Brands Addressing Global Poverty
Cosmetics is a booming industry, with an estimated value of $532 billion, it continues to grow. However, for a long time, many beauty brands have been associated with unconscionable practices as a means to drive profits and sales — such as the use of child labor and unethical sourcing of materials. However, brands addressing global poverty may have an impact not only on worldwide poverty but also on themselves.

Business Structure & Social Impact

In a joint study by The Donor Committee for Enterprise Development and Oxfam, researchers concluded that “business structure can influence the social impact of a company…,” meaning that how a business is operated, keeping the supply chain in mind, can have either positive or negative effects on the social environment that the business engages with.

Inclusive businesses aim to incorporate impoverished people into the supply chain — as suppliers, manufacturers, retailers and customers which encourages economic growth. For a beauty brand addressing global poverty, working with an inclusive business model in mind and working towards more ethical and sustainable practices in the industry — are crucial steps in uplifting and collaborating with emerging markets. Here are five beauty brands addressing global poverty, today.

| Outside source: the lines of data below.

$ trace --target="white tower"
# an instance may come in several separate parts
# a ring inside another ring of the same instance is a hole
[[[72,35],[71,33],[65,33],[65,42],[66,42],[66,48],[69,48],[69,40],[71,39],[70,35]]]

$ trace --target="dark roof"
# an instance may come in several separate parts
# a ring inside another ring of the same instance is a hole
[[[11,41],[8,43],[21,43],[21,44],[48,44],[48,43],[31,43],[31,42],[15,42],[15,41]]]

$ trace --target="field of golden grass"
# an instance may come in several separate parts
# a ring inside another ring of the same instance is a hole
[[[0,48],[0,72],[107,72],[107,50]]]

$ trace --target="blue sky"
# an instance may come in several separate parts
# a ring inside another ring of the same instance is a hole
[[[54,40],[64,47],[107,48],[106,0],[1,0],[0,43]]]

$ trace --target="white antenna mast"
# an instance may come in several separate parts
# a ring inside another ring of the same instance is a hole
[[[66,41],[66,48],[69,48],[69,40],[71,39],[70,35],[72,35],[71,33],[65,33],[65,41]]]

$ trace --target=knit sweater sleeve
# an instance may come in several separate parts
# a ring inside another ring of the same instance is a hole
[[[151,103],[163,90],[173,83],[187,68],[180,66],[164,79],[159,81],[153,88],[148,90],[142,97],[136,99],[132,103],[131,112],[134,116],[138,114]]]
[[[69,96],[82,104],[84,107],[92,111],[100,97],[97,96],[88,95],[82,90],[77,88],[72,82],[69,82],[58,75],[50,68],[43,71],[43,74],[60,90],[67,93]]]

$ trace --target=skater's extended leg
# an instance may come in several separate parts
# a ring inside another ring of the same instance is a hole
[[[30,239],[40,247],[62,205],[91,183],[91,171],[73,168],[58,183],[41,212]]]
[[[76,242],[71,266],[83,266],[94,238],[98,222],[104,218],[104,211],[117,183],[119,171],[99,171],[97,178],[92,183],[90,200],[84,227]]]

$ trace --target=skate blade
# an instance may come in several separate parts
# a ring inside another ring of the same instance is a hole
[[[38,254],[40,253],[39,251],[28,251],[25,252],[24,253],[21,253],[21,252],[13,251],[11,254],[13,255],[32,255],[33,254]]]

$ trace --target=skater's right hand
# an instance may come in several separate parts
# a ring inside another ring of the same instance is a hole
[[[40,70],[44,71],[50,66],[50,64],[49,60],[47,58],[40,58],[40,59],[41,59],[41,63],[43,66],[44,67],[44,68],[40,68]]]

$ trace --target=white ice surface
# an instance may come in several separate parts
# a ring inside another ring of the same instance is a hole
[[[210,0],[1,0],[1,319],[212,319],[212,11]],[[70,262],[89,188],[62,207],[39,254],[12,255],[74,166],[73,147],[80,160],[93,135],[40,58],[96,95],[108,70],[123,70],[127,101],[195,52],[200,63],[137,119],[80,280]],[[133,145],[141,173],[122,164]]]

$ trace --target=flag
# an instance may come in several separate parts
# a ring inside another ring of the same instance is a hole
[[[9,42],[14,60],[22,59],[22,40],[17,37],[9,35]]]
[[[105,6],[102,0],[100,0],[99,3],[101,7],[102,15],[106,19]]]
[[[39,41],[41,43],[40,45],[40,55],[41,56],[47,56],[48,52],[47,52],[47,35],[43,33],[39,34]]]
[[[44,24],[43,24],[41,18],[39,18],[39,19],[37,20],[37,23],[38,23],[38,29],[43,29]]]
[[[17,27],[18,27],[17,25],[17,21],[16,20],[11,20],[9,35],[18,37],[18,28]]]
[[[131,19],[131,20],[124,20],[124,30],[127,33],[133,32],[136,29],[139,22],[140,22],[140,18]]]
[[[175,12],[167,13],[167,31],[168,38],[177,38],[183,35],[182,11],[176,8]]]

5 Beauty Brands Addressing Global Poverty

  1. Human Nature: A beauty brand based in the Philippines with compassion at its core. Human Nature creates products with raw materials from community-based suppliers. Working with fair trade principles in mind, the brand ensures that it pays appropriate (sometimes above-market) prices for suppliers’ goods. Human Nature also pays its employees fair living wages to combat poverty in the region.
  2. The Body Shop: The Body Shop believes that business can be a force for good with the motto “Enrich Not Exploit.” The brand engages in ethical trade practices, where retailers and suppliers are accountable for the conditions of their workers. Part of The Body Shop’s global commitment is to help economically, vulnerable people find work. The brand also pledges to invest 250,000 hours of skill-building in the communities where it operates.
  3. L’Occitane: L’Occitane is an eco-friendly, beauty brand addressing global poverty through its philanthropic efforts. The brand maintains a key partnership with women in Burkina Faso who produce shea butter for certain products. L’Occitane provides literacy programs, business training and microcredit opportunities to support women’s leadership and economic empowerment. Since 2006, more than 26,000 women have benefited from the brand’s support.
  4. Karité: Founded by three sisters from Ghana — Karité specializes in ethically sourced shea butter, palm oil and coconut oil from Ghana. Manufacturing is located in New Jersey. This international partnership works with women-run, co-ops supporting economic activity in both Ghana and the U.S. The brand has developed various projects (e.g., the Shea for Soles Initiative) that benefit Ghanan communities. Karité observed the needs of the women who work on the co-ops, noticing that many only wore flip-flops. Subsequently, the brand launched a campaign to provide shoes to the workers.
  5. Conscious Coconut: Conscious Coconut is another international, beauty brand addressing poverty through its fair trade and sustainable sourcing practices. Working globally — growers and workers are paid fair wages, ensuring that employees in poor communities can meet their basic needs. Conscious Coconut advocates against the use of child labor and human rights abuse. Moreover, the brand cultivates close relationships with its suppliers to make certain that they have dignified working conditions. Packaging for the company occurs in Florida at the MacDonald Training Center — which gives work opportunities to adults with disabilities.

An Admirable Business Model

While not all brands follow the same principles that guide these five previously mentioned — each additional brand that joins the cause represents progress. As the world becomes more connected, the global economy plays an increasingly significant role in fighting global poverty. Brands like the five mentioned here are taking an admirable, active role in addressing their business objectives and global poverty, simultaneously.